If a butcher is going to cut for you then by all means do as chickenfeed suggests and slapmark the legs as well - that way the prime joints will have part of the slapmark showing.  However you do need to have a certain trust in your butcher.

If you plan to try and butcher yourself - unless you are qualified or have practised/been taught and have all the right tools -  you'll take at least two days, exhaust yourself, have a complete mess, and probably less useable meat than if the butcher had cheated you of a third.

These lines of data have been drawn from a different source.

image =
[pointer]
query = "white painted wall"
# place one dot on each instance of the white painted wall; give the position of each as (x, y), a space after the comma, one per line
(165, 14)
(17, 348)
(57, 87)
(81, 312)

The best on-line guide to pig butchery is
http://www.qmscotland.co.uk/index.php?option=com_content&view=article&id=112&Itemid=65
and select pork from the drop down list - lots of execellant videos


Good luck, and let us know how you get on !!
www.Oaklandspigs.co.uk
"Perfect Pigs" the complete guide to keeping pigs; One Day Pig Courses in South East;
Weaners for sale - Visit our site for details

Re: The slapper has landed
« Reply #5 on: June 13, 2011, 10:21:59 pm »
Yes, slapper needs inking - you can do this with an (old!) toothbrush or buy a pad, but you'll need ink - queue "supplies for smallholders" - who'll no doubt post some helpful info.

Thanks Oaklands - but I was not going to post on this thread....But since you gave me an opening.... Don't bother with an Ink pad unless you are slapping 20 pigs at a time. As Oaklands says use an old toothbrush (or your wifes)

Thanks

www.suppliesforsmallholders.co.uk - Safe Secure shopping for all your livestock equipment and supplies.
Also www.suppliesforfarmers.co.uk for more larger farm related items

little blue

  • Joined Jun 2009
  • Derbyshire
Re: The slapper has landed
« Reply #6 on: June 14, 2011, 07:37:07 pm »
As Oaklands says use an old toothbrush (or your wifes)

.... can I just say, here it likely to be me doing the tatoo slapping, and therefore my husband's toothbrush, not mine!!